Objects of this class are used for assigning texts to classes/categories. For the creation and training of a classifier an object of class EmbeddedText and a factor

are necessary. The object of class EmbeddedText contains the numerical text representations (text embeddings) of the raw texts generated by an object of class TextEmbeddingModel. The factor contains the classes/categories for every text. Missing values (unlabeled cases) are supported. For predictions an object of class EmbeddedText has to be used which was created with the same text embedding model as for training.

Public fields

model

('tensorflow_model()')
Field for storing the tensorflow model after loading.

model_config

('list()')
List for storing information about the configuration of the model.

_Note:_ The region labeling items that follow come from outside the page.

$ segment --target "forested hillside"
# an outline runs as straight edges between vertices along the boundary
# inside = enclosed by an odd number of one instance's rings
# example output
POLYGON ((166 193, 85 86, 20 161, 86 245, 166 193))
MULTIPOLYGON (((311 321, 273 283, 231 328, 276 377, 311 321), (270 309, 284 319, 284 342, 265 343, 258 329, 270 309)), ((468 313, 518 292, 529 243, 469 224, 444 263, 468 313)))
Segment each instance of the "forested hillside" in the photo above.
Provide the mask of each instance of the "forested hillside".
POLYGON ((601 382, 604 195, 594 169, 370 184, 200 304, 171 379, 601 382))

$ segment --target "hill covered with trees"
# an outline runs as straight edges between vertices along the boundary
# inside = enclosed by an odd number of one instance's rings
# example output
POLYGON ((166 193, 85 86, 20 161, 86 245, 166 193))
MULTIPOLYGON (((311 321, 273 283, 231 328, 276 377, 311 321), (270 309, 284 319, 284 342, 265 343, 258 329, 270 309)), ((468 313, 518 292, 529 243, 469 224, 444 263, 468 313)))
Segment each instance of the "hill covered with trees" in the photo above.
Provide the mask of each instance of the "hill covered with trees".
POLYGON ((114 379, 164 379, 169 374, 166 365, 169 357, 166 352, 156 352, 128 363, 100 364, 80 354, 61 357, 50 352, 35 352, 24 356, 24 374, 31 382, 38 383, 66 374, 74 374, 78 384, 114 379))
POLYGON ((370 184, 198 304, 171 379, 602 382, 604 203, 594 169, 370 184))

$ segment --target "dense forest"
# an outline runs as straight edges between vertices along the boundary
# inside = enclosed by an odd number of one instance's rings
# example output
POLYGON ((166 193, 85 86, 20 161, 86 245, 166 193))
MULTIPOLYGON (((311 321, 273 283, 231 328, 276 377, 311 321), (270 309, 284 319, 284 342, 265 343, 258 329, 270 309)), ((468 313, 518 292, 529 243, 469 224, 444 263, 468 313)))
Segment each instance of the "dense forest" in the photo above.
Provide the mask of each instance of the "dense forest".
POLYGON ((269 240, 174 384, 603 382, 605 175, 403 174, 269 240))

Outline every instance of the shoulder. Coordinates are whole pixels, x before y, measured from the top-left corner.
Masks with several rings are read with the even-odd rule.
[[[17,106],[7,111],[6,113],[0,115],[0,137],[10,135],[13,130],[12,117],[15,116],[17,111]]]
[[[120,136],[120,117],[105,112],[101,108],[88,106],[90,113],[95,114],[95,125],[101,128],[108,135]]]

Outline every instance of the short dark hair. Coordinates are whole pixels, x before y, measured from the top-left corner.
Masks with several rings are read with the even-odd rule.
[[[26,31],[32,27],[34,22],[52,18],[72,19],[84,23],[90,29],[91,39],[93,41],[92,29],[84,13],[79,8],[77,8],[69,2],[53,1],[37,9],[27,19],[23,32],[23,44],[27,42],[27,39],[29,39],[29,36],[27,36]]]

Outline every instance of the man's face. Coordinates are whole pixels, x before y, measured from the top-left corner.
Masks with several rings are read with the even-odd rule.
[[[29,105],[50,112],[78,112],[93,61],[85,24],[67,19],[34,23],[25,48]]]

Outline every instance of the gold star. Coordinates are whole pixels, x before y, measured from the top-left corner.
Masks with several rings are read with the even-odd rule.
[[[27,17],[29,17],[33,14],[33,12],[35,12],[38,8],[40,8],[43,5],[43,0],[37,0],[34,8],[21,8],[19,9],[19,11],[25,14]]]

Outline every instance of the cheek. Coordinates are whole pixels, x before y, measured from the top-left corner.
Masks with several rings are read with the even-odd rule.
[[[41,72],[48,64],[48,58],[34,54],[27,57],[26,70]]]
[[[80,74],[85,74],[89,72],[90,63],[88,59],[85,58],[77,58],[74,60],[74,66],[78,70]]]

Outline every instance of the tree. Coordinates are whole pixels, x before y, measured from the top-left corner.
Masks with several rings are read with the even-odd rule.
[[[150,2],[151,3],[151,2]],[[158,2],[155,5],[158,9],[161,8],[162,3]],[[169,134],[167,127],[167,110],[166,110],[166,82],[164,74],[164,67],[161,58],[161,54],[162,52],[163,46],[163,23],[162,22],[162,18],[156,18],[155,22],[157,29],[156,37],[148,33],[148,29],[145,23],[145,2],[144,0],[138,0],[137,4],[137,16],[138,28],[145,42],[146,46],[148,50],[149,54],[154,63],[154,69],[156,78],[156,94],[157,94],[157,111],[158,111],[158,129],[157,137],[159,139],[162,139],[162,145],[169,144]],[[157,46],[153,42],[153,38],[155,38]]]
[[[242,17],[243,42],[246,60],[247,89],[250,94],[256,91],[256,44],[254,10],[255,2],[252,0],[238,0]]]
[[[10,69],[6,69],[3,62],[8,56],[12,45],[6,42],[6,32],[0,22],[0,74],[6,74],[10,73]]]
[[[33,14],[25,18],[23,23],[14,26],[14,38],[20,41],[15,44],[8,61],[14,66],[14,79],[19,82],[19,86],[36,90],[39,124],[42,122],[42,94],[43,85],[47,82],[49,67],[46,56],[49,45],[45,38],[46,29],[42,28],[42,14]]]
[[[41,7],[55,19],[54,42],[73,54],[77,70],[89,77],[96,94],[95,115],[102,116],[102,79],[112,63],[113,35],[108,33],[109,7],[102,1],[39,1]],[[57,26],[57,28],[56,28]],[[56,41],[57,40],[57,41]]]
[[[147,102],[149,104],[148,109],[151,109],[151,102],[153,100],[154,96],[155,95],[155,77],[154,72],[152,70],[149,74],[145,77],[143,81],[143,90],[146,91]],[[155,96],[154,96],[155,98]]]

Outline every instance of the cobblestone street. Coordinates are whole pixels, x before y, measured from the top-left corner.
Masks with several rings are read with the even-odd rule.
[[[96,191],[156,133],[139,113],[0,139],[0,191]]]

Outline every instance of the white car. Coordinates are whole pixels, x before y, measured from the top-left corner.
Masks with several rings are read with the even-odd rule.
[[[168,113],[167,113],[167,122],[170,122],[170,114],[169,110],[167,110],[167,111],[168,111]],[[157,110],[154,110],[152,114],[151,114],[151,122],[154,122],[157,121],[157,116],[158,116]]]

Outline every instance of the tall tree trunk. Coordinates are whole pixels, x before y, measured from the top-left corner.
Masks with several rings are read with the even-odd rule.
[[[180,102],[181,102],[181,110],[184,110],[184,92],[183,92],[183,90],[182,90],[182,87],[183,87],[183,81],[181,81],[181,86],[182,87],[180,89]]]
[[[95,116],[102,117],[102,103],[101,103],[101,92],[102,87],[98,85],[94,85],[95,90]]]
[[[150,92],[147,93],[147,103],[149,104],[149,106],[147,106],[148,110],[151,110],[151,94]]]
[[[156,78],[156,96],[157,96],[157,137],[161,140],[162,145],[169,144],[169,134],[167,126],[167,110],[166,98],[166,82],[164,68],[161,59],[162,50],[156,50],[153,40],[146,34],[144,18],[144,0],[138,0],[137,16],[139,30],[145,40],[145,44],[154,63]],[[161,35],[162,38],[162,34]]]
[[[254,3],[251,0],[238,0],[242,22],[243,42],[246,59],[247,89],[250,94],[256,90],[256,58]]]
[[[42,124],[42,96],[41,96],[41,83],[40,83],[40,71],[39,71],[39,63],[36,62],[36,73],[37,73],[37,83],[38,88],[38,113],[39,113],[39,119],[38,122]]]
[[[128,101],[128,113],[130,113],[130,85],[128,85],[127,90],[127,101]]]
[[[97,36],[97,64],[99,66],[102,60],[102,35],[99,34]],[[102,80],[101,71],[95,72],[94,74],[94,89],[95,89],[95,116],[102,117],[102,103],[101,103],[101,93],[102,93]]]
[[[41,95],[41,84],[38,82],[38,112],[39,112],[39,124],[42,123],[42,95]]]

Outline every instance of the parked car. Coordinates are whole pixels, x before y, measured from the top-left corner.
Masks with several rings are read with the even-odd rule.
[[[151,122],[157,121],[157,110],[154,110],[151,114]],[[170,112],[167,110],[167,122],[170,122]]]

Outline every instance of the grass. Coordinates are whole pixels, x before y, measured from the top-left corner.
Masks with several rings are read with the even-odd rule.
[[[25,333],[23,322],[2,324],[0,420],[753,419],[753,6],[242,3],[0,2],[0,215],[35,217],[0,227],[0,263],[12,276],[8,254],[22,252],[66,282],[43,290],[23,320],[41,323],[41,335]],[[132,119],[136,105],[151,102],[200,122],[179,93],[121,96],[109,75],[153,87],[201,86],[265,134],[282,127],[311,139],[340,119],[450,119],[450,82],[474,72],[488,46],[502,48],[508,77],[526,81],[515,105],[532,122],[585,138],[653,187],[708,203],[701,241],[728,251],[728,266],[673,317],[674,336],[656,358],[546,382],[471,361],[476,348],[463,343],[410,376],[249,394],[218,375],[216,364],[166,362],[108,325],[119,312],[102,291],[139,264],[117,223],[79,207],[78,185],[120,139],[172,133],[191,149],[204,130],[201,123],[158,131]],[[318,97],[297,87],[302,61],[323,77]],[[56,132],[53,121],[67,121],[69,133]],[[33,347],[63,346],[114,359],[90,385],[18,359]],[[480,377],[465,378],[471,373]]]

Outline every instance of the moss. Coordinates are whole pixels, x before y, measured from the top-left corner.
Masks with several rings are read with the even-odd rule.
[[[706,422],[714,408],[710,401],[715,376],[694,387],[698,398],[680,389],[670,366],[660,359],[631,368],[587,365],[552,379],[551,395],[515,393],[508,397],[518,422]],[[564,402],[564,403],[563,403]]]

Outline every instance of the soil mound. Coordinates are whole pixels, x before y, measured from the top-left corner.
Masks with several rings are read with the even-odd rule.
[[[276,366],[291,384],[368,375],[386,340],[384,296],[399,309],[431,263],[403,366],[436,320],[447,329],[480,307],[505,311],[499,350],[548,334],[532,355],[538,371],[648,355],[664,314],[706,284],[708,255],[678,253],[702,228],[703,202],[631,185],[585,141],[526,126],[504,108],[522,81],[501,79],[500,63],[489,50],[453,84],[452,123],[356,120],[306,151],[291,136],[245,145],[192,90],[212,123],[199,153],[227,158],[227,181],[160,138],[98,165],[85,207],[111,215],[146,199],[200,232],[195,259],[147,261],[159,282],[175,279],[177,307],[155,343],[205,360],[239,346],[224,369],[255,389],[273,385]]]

This information is used to predict new data.

  • model_config$n_rec: Number of recurrent layers.

  • model_config$n_hidden: Number of dense layers.

  • model_config$target_levels: Levels of the target variable. Do not change this manually.

  • model_config$input_variables: Order and name of the input variables. Do not change this manually.

  • model_config$init_config: List storing all parameters passed to method new().

last_training

('list()')
List for storing the history and the results of the last training. This information will be overwritten if a new training is started.

  • last_training$learning_time: Duration of the training process.

  • config$history: History of the last training.

  • config$data: Object of class table storing the initial frequencies of the passed data.

  • config$data_pb:l Matrix storing the number of additional cases (test and training) added during balanced pseudo-labeling. The rows refer to folds and final training. The columns refer to the steps during pseudo-labeling.

  • config$data_bsc_test: Matrix storing the number of cases for each category used for testing during the phase of balanced synthetic units. Please note that the frequencies include original and synthetic cases. In case the number of original and synthetic cases exceeds the limit for the majority classes, the frequency represents the number of cases created by cluster analysis.

  • config$date: Time when the last training finished.

  • config$config: List storing which kind of estimation was requested during the last training.

    • config$config$use_bsc: TRUE if balanced synthetic cases were requested. FALSE if not.

    • config$config$use_baseline: TRUE if baseline estimation were requested. FALSE if not.

    • config$config$use_bpl: TRUE if balanced, pseudo-labeling cases were requested. FALSE if not.

reliability

('list()')
List for storing central reliability measures of the last training.

  • reliability$test_metric: Array containing the reliability measures for the validation data for every fold, method, and step (in case of pseudo-labeling).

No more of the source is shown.